Panel shy of goal on Civil War signs

34 counties lack markers, plans for 1

Every county in the state has a story to tell relating to the 1861-1865 Civil War, and those tales need to be noted for history before the war’s 150th anniversary period is over, members of the Arkansas Civil War Sesquicentennial Commission say.

A stated goal of the state-supported commission is to place a Civil War sesquicentennial historical marker in all 75 counties that tell of a Civil War event there or some aspect of the war’s effect on the area.

However, more than halfway through the sesquicentennial observation, 34 counties neither have a marker in place nor an active application asking for commission approval for one.

As it was for the Confederacy 150 years ago this month - having just suffered turning-point defeats at Gettysburg and Vicksburg - time is getting short. The commission will cease to exist in mid-2015.

With the 20-member commission to meet next week, Chairman Tom Dupree of Jacksonville said he plans to prod commissioners to contact officials in the 34 counties to work with their state representatives and senators on obtaining funds to help sponsor markers.

To get a marker, a community must pay $1,030 to the sesquicentennial commission as a local match. The match amount is $1,300 if text is placed on both sides of the marker.

“We’re going to push to try to get all of the counties before it’s over with,” Dupree said. “There are sources available for getting that money. It doesn’t have to be hard out-of-your pocket. Trying to get people who are interested in trying to get a marker up is a big thing.”

Counties lagging in the marker race are: Ashley, Baxter, Bradley, Chicot, Clark, Cleveland, Conway, Craighead, Crawford, Desha, Drew, Faulkner, Franklin, Fulton, Garland, Grant, Hempstead, Hot Spring, Howard, Johnson, Lafayette, Lawrence, Montgomery, Newton, Perry, Poinsett, Polk, Pope, Randolph, Saline, Sevier, Sharp, St. Francis and Stone, according to commission member Mark Christ of the Arkansas Historic Preservation Program.

“We have been contacted by several of the counties on that list that say they’re working on applications,” Christ clarified. “I might get five tomorrow. … Generally they’ve trickled in, one, maybe two a month.”

It isn’t that commission members in those areas haven’t tried, said Commissioner Dr.

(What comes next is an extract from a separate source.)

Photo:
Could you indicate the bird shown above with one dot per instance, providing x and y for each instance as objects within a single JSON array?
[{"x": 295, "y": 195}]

Blake Wintory, assistant director of the Lakeport Plantation in Lake Village, in Chicot County, one of the counties without a marker so far. Lakeport Plantation, built in 1859, is the state’s only remaining antebellum house on the Mississippi River.

“It is kind of embarrassing being on the commission and my county does not have one,” said Wintory, who joined the commission in January 2012. “The easiest thing for me to do is to get one at Lakeport.

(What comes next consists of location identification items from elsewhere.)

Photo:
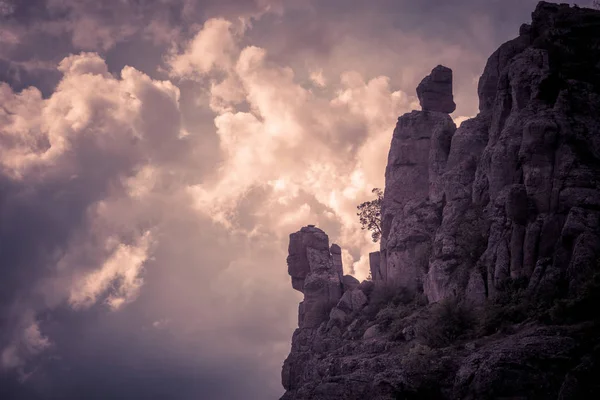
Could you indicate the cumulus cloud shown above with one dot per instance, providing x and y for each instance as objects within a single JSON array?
[
  {"x": 121, "y": 273},
  {"x": 330, "y": 146},
  {"x": 146, "y": 210}
]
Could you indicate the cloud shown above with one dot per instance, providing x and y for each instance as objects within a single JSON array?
[
  {"x": 211, "y": 48},
  {"x": 149, "y": 183},
  {"x": 292, "y": 138},
  {"x": 121, "y": 274}
]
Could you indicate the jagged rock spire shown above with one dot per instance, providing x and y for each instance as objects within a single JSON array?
[{"x": 435, "y": 91}]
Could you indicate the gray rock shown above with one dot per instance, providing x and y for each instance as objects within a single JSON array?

“I have asked some people if they wanted to get involved,” Wintory continued. “There are a lot of different stories we can tell in Chicot County and about Lakeport. It’s just a matter of trying to figure out what the best ones would be. … There are things that aren’t written about that the local people know about.”

Christ said that a unique part of the historical-marker program is “having the local folks decide what they want to commemorate in their area.”

“There are a lot of stories we just don’t know about, but are well-known in the counties,” Christ said. “There are some of them, too, that are not accurate stories, and we’ve had to reject a couple of applications because there was not adequate documentation to say the event actually occurred.”

Misunderstandings about the marker program and a lack of historical societies in every county are big contributors to having so many counties without markers in the works, Dupree said. The markers aren’t just about relating history of battles and skirmishes, he said, but can tell about the raising of troops, wartime life in a county or the war’s effect on its residents.

“It could be something that had to do with education or religion during that time,” Dupree said. “It can be about all the ways people lived during that period. … If that’s the case, there ought to be something in every county that you can hang your hat on.

“I think a lot of it has to do with folks thinking that not anything significant happened in their county” during the Civil War, Dupree added. “We just have to dig and try to get some people who will respond and help them come up with those funds that they need to get it done.”